For Iran, their output quotas, is stablished right below the 4 million bpd, which is effectively their pre-sanction levels of output.
Russia, on their side, increased its output so much halfway through the year that, besides its commitment to cut the output, they will be producing more than they did in 2015.
Nigeria and Libya managed to be exempted from the agreement due to political conflicts they suffered throughout the past months which led to restrictions in its supply.
On top of that, Indonesia has ceased to its membership to the OPEC.

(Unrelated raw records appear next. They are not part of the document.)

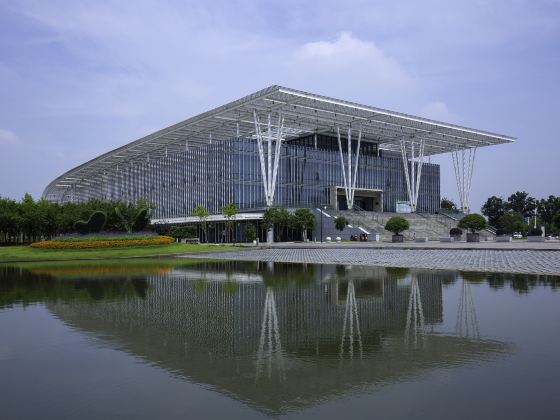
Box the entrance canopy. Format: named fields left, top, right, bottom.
left=46, top=86, right=514, bottom=191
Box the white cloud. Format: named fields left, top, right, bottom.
left=294, top=32, right=414, bottom=96
left=0, top=128, right=21, bottom=144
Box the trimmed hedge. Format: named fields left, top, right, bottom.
left=31, top=236, right=175, bottom=249
left=52, top=233, right=156, bottom=242
left=74, top=211, right=107, bottom=235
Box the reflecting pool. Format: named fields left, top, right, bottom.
left=0, top=260, right=560, bottom=420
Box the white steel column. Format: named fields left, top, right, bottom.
left=336, top=127, right=362, bottom=210
left=451, top=147, right=476, bottom=213
left=253, top=110, right=284, bottom=207
left=401, top=138, right=425, bottom=212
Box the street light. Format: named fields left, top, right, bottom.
left=319, top=206, right=327, bottom=243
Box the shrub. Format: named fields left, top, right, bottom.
left=167, top=225, right=197, bottom=239
left=529, top=227, right=542, bottom=236
left=88, top=211, right=107, bottom=233
left=385, top=216, right=410, bottom=235
left=334, top=216, right=348, bottom=232
left=74, top=211, right=107, bottom=235
left=449, top=227, right=463, bottom=236
left=132, top=208, right=150, bottom=232
left=245, top=223, right=257, bottom=242
left=458, top=213, right=488, bottom=233
left=31, top=236, right=175, bottom=249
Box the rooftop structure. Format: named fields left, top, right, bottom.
left=44, top=86, right=514, bottom=215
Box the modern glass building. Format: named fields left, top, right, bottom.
left=43, top=86, right=513, bottom=221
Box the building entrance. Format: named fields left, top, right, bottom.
left=331, top=187, right=383, bottom=212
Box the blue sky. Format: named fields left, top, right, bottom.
left=0, top=0, right=560, bottom=210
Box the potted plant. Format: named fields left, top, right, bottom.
left=496, top=228, right=512, bottom=242
left=449, top=227, right=463, bottom=241
left=527, top=227, right=544, bottom=242
left=457, top=213, right=488, bottom=242
left=385, top=216, right=410, bottom=242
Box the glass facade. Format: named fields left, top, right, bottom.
left=47, top=135, right=440, bottom=218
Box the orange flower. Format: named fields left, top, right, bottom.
left=31, top=236, right=175, bottom=249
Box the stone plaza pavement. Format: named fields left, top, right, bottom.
left=184, top=246, right=560, bottom=276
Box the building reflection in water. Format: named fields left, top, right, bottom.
left=0, top=262, right=510, bottom=413
left=455, top=273, right=484, bottom=339
left=256, top=287, right=285, bottom=381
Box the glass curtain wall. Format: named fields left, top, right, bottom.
left=54, top=135, right=440, bottom=218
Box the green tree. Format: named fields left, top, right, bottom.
left=334, top=216, right=348, bottom=232
left=440, top=197, right=457, bottom=210
left=457, top=213, right=488, bottom=233
left=481, top=195, right=507, bottom=228
left=193, top=204, right=210, bottom=242
left=385, top=216, right=410, bottom=235
left=498, top=212, right=527, bottom=234
left=506, top=191, right=537, bottom=217
left=245, top=223, right=257, bottom=242
left=222, top=203, right=237, bottom=242
left=294, top=209, right=315, bottom=241
left=537, top=195, right=560, bottom=231
left=263, top=207, right=290, bottom=241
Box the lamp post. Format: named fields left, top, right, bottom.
left=319, top=205, right=327, bottom=243
left=319, top=206, right=323, bottom=243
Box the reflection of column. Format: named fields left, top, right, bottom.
left=455, top=280, right=480, bottom=338
left=340, top=280, right=363, bottom=359
left=255, top=287, right=285, bottom=380
left=404, top=274, right=425, bottom=346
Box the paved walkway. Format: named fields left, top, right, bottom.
left=183, top=244, right=560, bottom=275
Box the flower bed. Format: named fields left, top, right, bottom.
left=31, top=236, right=175, bottom=249
left=52, top=232, right=160, bottom=242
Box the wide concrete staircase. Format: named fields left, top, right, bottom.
left=331, top=210, right=457, bottom=240
left=310, top=209, right=370, bottom=241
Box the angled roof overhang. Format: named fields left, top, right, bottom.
left=44, top=86, right=514, bottom=195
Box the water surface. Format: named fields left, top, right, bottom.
left=0, top=260, right=560, bottom=419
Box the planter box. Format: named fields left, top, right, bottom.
left=467, top=233, right=480, bottom=242
left=496, top=235, right=513, bottom=242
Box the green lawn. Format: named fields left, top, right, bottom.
left=0, top=243, right=236, bottom=263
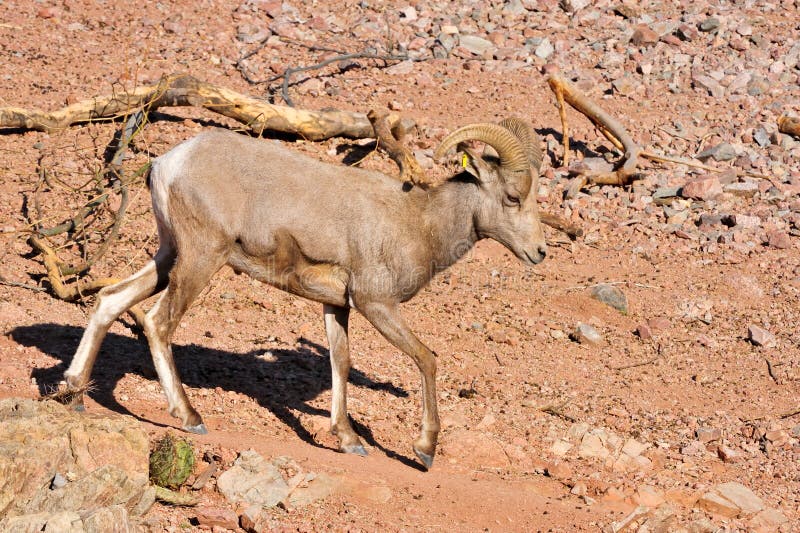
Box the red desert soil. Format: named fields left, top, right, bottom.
left=0, top=0, right=800, bottom=531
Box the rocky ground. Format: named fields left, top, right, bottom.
left=0, top=0, right=800, bottom=531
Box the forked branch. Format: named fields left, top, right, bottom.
left=545, top=66, right=772, bottom=196
left=367, top=109, right=433, bottom=189
left=0, top=74, right=384, bottom=141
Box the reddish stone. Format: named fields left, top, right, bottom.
left=636, top=324, right=653, bottom=341
left=195, top=507, right=239, bottom=529
left=681, top=175, right=722, bottom=201
left=631, top=24, right=658, bottom=46
left=647, top=316, right=672, bottom=331
left=768, top=230, right=792, bottom=250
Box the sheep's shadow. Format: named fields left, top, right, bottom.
left=10, top=323, right=420, bottom=468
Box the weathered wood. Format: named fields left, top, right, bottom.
left=367, top=109, right=432, bottom=189
left=0, top=74, right=382, bottom=141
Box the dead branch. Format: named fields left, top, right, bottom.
left=0, top=276, right=47, bottom=292
left=778, top=116, right=800, bottom=139
left=235, top=38, right=411, bottom=107
left=367, top=109, right=432, bottom=189
left=0, top=74, right=388, bottom=141
left=28, top=235, right=144, bottom=329
left=545, top=66, right=772, bottom=197
left=608, top=355, right=661, bottom=370
left=547, top=72, right=642, bottom=185
left=539, top=398, right=578, bottom=423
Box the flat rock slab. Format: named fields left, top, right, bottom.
left=0, top=398, right=155, bottom=531
left=217, top=450, right=291, bottom=507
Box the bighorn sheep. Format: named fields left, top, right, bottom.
left=65, top=119, right=546, bottom=468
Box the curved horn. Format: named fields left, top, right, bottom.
left=435, top=123, right=530, bottom=172
left=500, top=117, right=542, bottom=174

The main hedgefunds have already updated their forecasts (as well as the Energy Information Association), taking into consideration the agreement to diminish supply for 2017. WTI moved to 49 $/b for the first half of 2017 and 54 $/b for the second, and European reference Brent forecasts were respectively 50S/b and 55$/b . EIA also updated world demand forecasts due to China’s and Russia’s demand growing in 1,4 million bpd this year and 1,3 million bpd for the next. These are relatively close levels to those of 2015 (1,8 million bpd) and those of 2016 (1,3 million bpd), it must not be forgotten that this happened under a frame of lower prices, and such values are over the historic average per year (1 million bpd).
The contango is closely associated with the balance between supply and demand, and indicates that operators expect stock levels to be lower in the year after the agreement.
A Great Deal or a Great Lie?
OPEC has a long history of non-compliance with the agreements. The fact that Nigeria and Libya are exempt from the deal has put pressure on the leader of OPEC, Saudi Arabia. For this reason, the parties in the negotiations also agreed to form a special group, being responsible to monitor the implementation of the agreement, both by OPEC and non-OPEC countries. The group its composed of three OPEC members and two non-OPEC.
It should not be set aside, that US producers with barrels above 50 dollars can afford to restart output investments. In fact, last week we saw an increase of 21 new oil platforms (Baker Hughes). The increase in platforms is the largest since July 2015. The active platform availability of drilling in the United States is now in 498, +182 more than in May, which was a minimum of several years.
We can conclude that, there are two likely aspects that could undermine the success of the OPEC & non-OPEC agreement. The first is compliance. Indeed, to make the agreement work, depending much on the actions of Saudi Arabia and Russia, as they account for almost half of the combined production cuts planned. In the meantime the Saudis have increased total volumes, but not as much as their competitors, which means that they have lost market share and so far this year, Russia won their position as the leading supplier of China.
Not only is there a risk of non-compliance of many members (due to geopolitical conflicts) but also a response of 40 percent of global production is still awaiting. A time full of uncertainty and makret movements is coming and we will see this in the forward prices.